At the time I was working as a teacher in a local primary school.  There was one particular colleague that I sat with sometimes at lunch; she often talked to me about her cat, Hershey, who seemed to be a big part of her life.  However, at this particular time much of her conversation was about her upcoming trip to the US – a holiday for which they had been saving for a long time.

One day I walked into the staff room to find this friend crying gently while she ate her sandwich.  I sat with her and asked what had upset her.  She said that Hershey was sick and the vet had said he would die any day.  She was supposed to leave for the US in a few days and no cattery would take a cat that was about to die.  The kindest thing to do, the vet said, was to put him to sleep before she left.

My friend couldn’t bring herself to put her beloved cat down and felt guilty that she was leaving him when he was so ill.  Yet the holiday couldn’t be cancelled at this late date.

Without thinking too much I said:  “Would you like me to mind Hershey?” Immediately she jumped at this idea and within the minute it was settled.  She said she understood that he would not be alive when she returned but that at least he could go in his own time and in comfort.  I agreed.

Two days later Hershey was delivered to my place.  I admit I was not prepared for the sight of him.  He lay motionless in his basket; he was skin and bones with dull tufty fur and sore spots; his eyes remained closed.  I was informed that he needed his own quiet, dark room with no interruptions except for his medication.  I had not considered the issue of medication. He had so many!  She explained that Hershey had an immune deficiency condition – a cat’s version of AIDS she said.  We installed Hershey in his room and she said her good-byes.
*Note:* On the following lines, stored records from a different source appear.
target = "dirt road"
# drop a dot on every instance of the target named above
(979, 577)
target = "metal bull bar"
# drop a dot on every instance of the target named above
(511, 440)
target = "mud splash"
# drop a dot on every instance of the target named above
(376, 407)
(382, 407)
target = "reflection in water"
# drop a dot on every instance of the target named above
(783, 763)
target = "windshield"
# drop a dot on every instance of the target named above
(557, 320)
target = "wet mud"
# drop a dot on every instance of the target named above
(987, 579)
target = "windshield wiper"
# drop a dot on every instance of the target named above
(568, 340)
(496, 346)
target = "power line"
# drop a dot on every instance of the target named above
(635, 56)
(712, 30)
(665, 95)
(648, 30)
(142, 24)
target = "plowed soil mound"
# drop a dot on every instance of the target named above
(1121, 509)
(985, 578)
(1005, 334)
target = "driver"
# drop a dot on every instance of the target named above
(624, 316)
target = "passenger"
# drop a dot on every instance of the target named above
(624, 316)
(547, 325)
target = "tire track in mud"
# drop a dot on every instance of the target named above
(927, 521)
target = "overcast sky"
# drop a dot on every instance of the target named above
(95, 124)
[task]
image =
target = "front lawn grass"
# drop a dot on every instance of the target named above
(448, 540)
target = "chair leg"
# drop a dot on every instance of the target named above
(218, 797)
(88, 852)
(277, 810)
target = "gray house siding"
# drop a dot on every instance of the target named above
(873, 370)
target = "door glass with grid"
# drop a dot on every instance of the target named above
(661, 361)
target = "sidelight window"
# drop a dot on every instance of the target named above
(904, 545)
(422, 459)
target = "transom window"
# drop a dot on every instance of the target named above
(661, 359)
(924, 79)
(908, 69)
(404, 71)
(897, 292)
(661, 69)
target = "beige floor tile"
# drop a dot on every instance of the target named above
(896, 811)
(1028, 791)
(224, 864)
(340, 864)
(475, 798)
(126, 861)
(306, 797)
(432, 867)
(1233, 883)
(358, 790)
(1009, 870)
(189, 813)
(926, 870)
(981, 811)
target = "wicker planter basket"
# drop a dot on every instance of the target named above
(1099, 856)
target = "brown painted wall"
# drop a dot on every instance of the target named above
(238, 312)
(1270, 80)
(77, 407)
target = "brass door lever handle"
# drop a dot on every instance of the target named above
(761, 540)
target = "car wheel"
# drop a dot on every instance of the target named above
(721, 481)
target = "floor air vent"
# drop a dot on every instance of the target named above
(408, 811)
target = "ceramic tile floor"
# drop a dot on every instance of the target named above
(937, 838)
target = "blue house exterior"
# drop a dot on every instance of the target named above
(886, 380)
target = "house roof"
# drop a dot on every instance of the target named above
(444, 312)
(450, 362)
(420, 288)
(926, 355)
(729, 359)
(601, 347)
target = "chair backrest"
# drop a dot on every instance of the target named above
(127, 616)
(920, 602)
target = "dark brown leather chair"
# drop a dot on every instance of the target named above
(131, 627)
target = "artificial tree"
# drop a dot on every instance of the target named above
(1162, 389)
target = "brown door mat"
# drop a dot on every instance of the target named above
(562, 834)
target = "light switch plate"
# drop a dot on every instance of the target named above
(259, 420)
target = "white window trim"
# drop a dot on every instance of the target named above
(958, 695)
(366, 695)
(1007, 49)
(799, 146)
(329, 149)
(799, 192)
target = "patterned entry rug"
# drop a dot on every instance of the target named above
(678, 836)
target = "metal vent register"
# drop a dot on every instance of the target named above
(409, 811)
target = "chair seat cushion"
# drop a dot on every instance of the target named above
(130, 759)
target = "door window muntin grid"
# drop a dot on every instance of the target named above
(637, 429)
For two days I tried to give Hershey his medication but it seemed to cause him so much stress.  I couldn’t see the point so I stopped.  I had been brought up in Christian Science and had always solved problems quickly through prayer.  Prayer for me was not a passive asking God for help but an active change of base in my thinking and spiritual reasoning.

There had been a lot of news coverage at this time around the issue of AIDS and I had been praying about this.  In my reasoning I went back to my basic beliefs:  I believed that there was a controlling order or principle to the universe and that principle was Love – another name for God.  A God of love I reasoned could not make a dangerous universe; that a God of Love protected creation, it didn’t expose it to harm.  I had proved many times that holding to spiritual truths, even in the face of evidence to the contrary, resolved inharmonious situations.

Now I applied this reasoning to Hershey. He was part of Love’s creation and I knew this Love was a powerful force for good.   In the textbook of Christian Science, Science and Health with Key to the Scriptures, Mary Baker Eddy writes:  You embrace your body in your thought, and you should delineate upon it thoughts of health, not of sickness (p208) so I embraced Hershey in my thought in this way.  I didn’t dwell on him, but I held to this idea every time I did think of him.  I felt safe that he was safe.

Very quickly he began to respond.  In a day or so he was up and walking about his room; another day or two he was out and exploring the house.

At the end of two weeks my friend returned and phoned to see how things had gone with Hershey.  She was very surprised to hear that he was ready to be picked up.  When she arrived to collect him he was sitting on the back of the lounge in the sun looking out the window.  He was plump and healthy, his fur was flawless and sleek and shiny, and he had a playful sparkle in his eyes.  He was very glad to be going home.

Sometimes when I pray for the world I am tempted to wonder:  Are my prayers doing any good?  This experience with Hershey gave me further proof that spiritual truths are powerful, more powerful than material evidence, and that prayers are effective in bringing about harmony in any situation – even those given up as hopeless.  I continue to be grateful for all that I am learning in my on-going study of Christian Science.